Composition In A Fashion Fashion Photograph

As a professional photographer in London I’m asked on a regular basis for tips and inside techniques for getting the best photograph. Obviously I tell people it takes time and training but… there are some guidelines you can follow.

So in a new series I’m going to be posting regular videos about, composition, lighting and techniques to improve your photographs. These are easy to implement and understand though probably wouldn’t occur to you without being pointed in the right direction first.

Fashion photography is often seen as the high point in photography with only the very best professional photographers shooting editorial and advertising campaigns. This is true to a large extent but there are many photographers who actually love to shoot stylish fashion images for their own personal pleasure.

This series is intended for those people and will help them in their quest for producing better images and perhaps in the eventual transition to professional photographers shooting for paying clients.

The rules of fashion photography are loose even sometime non-existent in that they are sometimes counter-culture and counter compositional but in general there are certain rules or should I say guidelines that are worth following.

This tip is in relation in particular to fashion photography, it involves leading lines, negative space and also it involves drawing your eye to a certain point in the frame.

So what I’d like to say first of all is as always I make a duplicate layer so I don’t affect the background layer.

Now what a beautiful soft S shape there is here. One of the problems I have with this is this photos is the area at the bottom here looks bulky and doesn’t sit in harmony with that really nice S shape as it goes out like that. I don’t like that and I think it the photograph should be cropped somewhere about here to give us a nice beautiful shape

So let me go to crop first of all I’ll stop the crop there and as you can see we’re losing this area at the bottom.

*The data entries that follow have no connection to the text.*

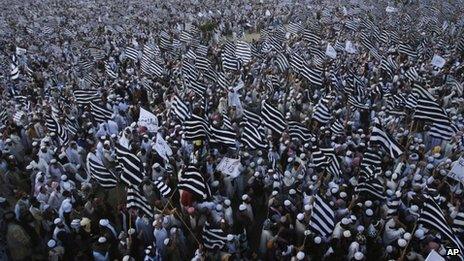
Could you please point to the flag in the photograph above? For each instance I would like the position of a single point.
(386, 141)
(180, 109)
(148, 120)
(243, 51)
(104, 177)
(213, 237)
(132, 167)
(298, 131)
(136, 199)
(272, 118)
(163, 189)
(196, 128)
(321, 111)
(252, 137)
(322, 220)
(14, 73)
(100, 113)
(191, 180)
(432, 217)
(84, 97)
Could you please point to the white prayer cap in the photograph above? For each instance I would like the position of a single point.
(369, 212)
(67, 207)
(358, 256)
(345, 221)
(402, 242)
(57, 221)
(51, 243)
(419, 233)
(407, 236)
(103, 222)
(347, 233)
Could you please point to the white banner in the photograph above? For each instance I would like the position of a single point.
(457, 171)
(162, 147)
(438, 61)
(229, 167)
(330, 51)
(148, 120)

If I do the crop further down, and I used the lower part we still have this area here that doesn’t sit well. It has a sharp kind of V line here that spoils this nice soft an S shape that you look for in classic fashion photograph. So the crop needs to be at this top point just there just where the thigh meets the opposite thigh and there is that sharp edge so as you can see that there is a much nicer smoother line than this one.

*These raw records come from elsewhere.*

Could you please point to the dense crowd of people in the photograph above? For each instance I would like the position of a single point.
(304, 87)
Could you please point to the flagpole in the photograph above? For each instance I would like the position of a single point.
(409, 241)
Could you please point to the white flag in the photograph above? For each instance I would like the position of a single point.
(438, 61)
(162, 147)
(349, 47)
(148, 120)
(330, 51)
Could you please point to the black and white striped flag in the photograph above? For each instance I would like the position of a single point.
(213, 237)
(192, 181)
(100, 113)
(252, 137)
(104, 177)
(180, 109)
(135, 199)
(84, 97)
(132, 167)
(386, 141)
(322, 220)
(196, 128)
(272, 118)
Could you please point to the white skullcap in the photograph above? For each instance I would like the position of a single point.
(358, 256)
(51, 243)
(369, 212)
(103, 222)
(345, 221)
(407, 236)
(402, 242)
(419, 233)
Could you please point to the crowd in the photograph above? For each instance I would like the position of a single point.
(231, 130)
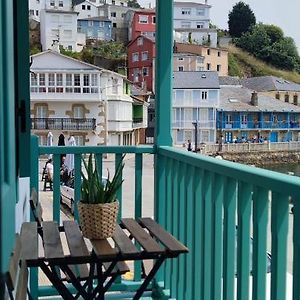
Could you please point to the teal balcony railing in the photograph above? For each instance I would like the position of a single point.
(214, 207)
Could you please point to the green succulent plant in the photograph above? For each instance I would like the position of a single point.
(93, 190)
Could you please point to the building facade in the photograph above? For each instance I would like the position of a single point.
(141, 22)
(141, 52)
(214, 59)
(195, 100)
(191, 24)
(79, 99)
(276, 87)
(97, 28)
(246, 116)
(58, 23)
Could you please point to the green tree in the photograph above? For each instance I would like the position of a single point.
(133, 3)
(240, 19)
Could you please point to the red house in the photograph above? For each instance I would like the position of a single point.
(143, 23)
(141, 52)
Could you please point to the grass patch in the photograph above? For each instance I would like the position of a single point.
(243, 64)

Here it looks much more interesting and gives us a nice soft shape secondly the other thing as I mentioned that bothers me are fingers here. What those fingers are doing is drawing my eye downwards. My eye should be focused on her face and then it should follow down the rest of the body and back up to the face. That’s how you I should view the picture unfortunately as soon as I start my view here and look down I focus here and it is because the fingers are ruining this really nice soft line that draws my eye here and then back up to the front.

It’s because those fingers are spoiling that line they are drawing my eye to the corner. This is a classic mistake made by amateur photographers. We need to look at her face but what generally happens is, the vast majority of novice photographers simply focus on the face and often forget about the picture as a whole.

When I’m photographing a model particularly for a fashion shoot, I’ll work on the face first and I get the position I want the model to be in, in this case was a nice at three-quarter shot. As you can see lovely, lovely shape, lovely shoulder action and little bit concave here in her abdomen, very, very nice!

What I would normally do when I take a picture like this is; I would keep the model in this position for 8, 9, 10, 12, 15, maybe even 20 shots and keep looking at various points throughout that progression of shots until I noticed that her hands were in

the wrong place. The easiest way to change this will be to ask her to move her hand further in behind a bum or even turn her hand round so her palm is resting on the back of her thigh.

The idea is to create a nice soft shape that appears to follow and flow with the line down the back of her thigh.